“你以前的定颜丹,都是用自己的血炼制的?”
她说完,又险些没反应过来,龙邢渊不是人,更可能是某种上古妖兽的后代!
只是它的血,竟然能代替一切生灵的血。
这听起来,和她的血有异曲同工之处,她的血,让所有生灵都觊觎。
让她心跳不稳的是,龙邢渊,竟让她随意取他血。
这得多信任她,才能说出这样的话。
楚天歌其实从未感受过,如此得一个人无条件信任的感觉。
她竟一时之间,不知说什么。
只能转移话题:
“我打算今日就去镇天候府,你可要随我一起去?”
让楚天歌意外的是,龙邢渊没有点头:
“不了,我事情没处理完。你去吧,镇天候府,的确是好的交易对象。事情结束,我去找你。”
龙邢渊这次赶回来,主要是听说了白家的告示,特地赶回来看看楚天歌的安危。
亲耳听到她的计划,他心里也放心了。
楚天歌看着龙邢渊匆匆离开,心里竟莫名有一丝不适应。
她抿抿唇,正事要紧。
龙邢渊不可能一辈子都和她一起行动。
……
镇天候府。
为首的五官刚毅的中年男子,一身凛冽朝服。
他周身气场凌人,脸上的神色却黑沉。
大厅里坐着几个身穿威武戎装的武将,他们都不吭一声,气氛十分沉闷。
直到一道隐怒又焦急的穿着端贵的妇人急匆匆赶来:
“老爷!这不是真的吧?陛下真的要给清儿和白家的六小姐赐婚?可白家六小姐,她、她不是痴、痴……”
“傻”字还没从妇人口中说出。
她身后跟着的一个看着才二十来岁、五官清隽的青年便拉住妇人:
“母亲,慎言。”
这个妇人,正是侯府夫人方凤起。
方凤起哪里能忍受得了,自己原本天资聪颖前途无量的孩子,和一个痴傻女子成亲!
而且,整个天武国,谁不知道白家的六小姐,容貌丑陋,还比他的清儿,大了好几岁。
陛下这赐婚,分明就是借故当众欺辱镇天侯府!
“老爷,这亲事,妾身说什么都不会同意的。”
镇天侯樊天刚眉宇紧锁,强压着心里的无力和愤怒,沉沉开口:
“陛下已经当堂下旨了,君无戏言,没有拒绝的余地了。”
几个武将属下,想到当时朝堂里的场景,一个个都紧紧攥拳,目眦欲裂:
“乔家和赵家,实在是阴险至极!他们说二世子救了落水的白家六小姐,有肌肤之亲,若拒绝婚事,就是逼白家六小姐去死!”

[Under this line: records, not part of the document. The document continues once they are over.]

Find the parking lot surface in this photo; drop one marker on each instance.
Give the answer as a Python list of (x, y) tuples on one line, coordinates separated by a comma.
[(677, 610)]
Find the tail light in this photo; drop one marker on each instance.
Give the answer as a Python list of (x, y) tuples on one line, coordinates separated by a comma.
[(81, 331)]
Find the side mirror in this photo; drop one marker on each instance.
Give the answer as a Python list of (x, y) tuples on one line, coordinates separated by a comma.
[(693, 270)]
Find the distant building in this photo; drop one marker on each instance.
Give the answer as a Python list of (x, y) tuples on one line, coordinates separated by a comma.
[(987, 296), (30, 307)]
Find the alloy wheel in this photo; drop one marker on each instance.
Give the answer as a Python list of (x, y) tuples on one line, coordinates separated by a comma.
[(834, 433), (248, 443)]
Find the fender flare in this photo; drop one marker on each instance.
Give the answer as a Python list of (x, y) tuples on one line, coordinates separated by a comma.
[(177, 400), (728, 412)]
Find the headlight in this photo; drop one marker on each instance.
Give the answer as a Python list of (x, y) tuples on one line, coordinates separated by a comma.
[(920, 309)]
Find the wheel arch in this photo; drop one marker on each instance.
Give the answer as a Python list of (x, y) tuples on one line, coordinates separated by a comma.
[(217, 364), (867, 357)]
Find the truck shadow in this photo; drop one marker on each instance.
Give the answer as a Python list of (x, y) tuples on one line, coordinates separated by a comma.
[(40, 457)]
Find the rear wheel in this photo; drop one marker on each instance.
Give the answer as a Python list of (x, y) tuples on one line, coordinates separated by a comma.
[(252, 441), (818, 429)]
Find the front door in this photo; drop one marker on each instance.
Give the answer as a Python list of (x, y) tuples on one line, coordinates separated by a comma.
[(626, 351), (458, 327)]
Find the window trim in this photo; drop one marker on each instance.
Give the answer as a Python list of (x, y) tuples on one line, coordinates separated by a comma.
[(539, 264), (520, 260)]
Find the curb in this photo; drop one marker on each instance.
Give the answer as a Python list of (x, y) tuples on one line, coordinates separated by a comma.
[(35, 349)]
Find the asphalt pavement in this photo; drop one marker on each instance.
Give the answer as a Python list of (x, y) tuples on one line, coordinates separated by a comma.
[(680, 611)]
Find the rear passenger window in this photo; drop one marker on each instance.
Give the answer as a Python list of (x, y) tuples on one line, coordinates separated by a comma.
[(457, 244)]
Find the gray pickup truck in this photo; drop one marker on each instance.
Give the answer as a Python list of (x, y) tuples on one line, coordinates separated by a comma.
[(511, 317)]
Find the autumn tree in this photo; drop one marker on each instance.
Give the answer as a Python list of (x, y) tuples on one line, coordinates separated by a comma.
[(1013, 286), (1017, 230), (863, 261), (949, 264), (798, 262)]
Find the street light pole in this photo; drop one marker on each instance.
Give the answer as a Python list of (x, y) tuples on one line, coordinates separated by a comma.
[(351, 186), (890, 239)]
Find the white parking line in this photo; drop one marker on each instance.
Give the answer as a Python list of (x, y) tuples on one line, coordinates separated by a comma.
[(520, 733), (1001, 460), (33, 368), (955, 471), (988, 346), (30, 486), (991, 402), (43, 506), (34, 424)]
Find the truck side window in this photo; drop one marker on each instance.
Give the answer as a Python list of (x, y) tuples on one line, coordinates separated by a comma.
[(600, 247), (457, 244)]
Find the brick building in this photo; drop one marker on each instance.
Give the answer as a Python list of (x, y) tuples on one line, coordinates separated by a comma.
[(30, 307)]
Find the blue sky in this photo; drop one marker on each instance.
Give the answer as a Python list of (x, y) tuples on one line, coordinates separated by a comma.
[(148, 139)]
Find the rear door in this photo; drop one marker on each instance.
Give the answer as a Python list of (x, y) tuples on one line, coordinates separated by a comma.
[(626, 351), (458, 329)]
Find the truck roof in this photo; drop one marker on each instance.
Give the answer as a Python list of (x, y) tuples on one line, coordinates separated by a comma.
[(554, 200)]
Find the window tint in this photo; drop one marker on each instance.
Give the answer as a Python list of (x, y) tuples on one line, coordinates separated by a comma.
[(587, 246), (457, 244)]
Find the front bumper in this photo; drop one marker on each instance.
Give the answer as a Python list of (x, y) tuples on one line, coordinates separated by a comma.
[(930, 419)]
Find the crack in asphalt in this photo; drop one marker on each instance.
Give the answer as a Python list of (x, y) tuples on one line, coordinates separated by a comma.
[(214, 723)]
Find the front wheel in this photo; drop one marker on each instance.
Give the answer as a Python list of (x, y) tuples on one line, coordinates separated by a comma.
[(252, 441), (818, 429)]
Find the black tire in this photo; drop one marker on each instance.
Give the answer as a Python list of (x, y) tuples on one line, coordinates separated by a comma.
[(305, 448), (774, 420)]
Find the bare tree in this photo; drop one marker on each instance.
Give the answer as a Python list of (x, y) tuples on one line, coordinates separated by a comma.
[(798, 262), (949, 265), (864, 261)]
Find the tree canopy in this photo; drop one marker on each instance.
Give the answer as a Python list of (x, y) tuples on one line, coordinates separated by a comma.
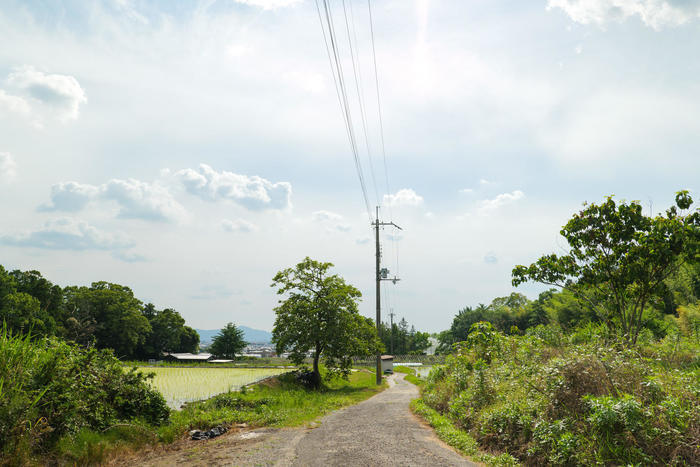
[(228, 342), (319, 316), (620, 260), (105, 315)]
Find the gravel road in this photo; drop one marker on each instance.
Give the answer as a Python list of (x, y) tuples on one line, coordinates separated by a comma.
[(380, 431)]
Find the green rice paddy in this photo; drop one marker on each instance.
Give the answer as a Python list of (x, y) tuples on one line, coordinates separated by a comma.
[(180, 385)]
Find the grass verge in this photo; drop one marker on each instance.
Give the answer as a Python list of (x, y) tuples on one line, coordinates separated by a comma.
[(458, 439), (280, 401)]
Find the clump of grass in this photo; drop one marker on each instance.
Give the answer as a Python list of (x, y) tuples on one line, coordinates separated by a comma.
[(458, 439), (551, 399)]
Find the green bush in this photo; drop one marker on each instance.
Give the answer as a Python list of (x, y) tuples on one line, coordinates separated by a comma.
[(551, 399), (51, 389)]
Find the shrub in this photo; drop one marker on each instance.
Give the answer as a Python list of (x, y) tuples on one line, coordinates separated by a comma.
[(549, 399), (50, 389)]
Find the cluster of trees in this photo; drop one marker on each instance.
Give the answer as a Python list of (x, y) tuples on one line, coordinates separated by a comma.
[(228, 342), (625, 270), (319, 316), (400, 340), (105, 315)]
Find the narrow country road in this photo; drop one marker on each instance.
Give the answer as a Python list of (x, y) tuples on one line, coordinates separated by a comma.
[(380, 431)]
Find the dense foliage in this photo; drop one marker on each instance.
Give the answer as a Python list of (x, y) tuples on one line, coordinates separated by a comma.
[(319, 316), (105, 315), (619, 259), (228, 342), (549, 398), (51, 389), (399, 339)]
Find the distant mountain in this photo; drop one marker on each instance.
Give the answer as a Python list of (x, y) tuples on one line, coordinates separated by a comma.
[(252, 336)]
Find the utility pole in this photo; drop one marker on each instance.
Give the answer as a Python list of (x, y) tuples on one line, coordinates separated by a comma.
[(391, 315), (381, 274)]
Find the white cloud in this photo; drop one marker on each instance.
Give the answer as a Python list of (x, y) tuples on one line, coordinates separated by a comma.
[(269, 4), (320, 216), (141, 200), (332, 220), (403, 197), (8, 166), (70, 197), (252, 192), (490, 258), (654, 13), (489, 205), (238, 225), (136, 199), (62, 93), (14, 104), (66, 233), (129, 257)]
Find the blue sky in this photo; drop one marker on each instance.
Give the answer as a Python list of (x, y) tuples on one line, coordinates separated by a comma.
[(192, 149)]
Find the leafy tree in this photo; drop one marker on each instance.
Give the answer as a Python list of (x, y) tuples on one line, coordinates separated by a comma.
[(22, 313), (166, 327), (112, 312), (228, 342), (320, 316), (50, 296), (619, 258), (406, 342), (189, 340)]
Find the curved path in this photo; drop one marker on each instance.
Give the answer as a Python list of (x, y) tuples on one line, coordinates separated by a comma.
[(380, 431)]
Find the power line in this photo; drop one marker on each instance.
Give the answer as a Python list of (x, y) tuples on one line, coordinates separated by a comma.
[(357, 72), (379, 102), (338, 77)]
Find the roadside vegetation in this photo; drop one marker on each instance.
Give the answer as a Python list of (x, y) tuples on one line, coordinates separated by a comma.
[(605, 371), (61, 403), (547, 398), (281, 401), (54, 395)]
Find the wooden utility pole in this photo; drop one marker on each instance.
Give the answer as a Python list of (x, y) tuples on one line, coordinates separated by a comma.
[(391, 316), (381, 274)]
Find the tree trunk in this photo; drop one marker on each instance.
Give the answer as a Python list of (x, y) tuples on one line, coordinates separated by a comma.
[(317, 374)]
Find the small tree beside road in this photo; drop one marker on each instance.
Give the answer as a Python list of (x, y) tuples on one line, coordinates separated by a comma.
[(228, 342), (319, 315), (619, 258)]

“该死的白家也是,怎么好意思说这是天造地设的婚事,竟然主动向陛下求这个婚事。他们都不清楚,自己家女儿是个什么德行吗!”
谁看不出来,这分明就是蓄谋已久的算计!
想想都觉得怄气。
更过分的是陛下竟然也不顾镇天侯的反对,同意赐婚。
这不是摆明了也认为镇天侯府家后继无人,所以才故意打压吗!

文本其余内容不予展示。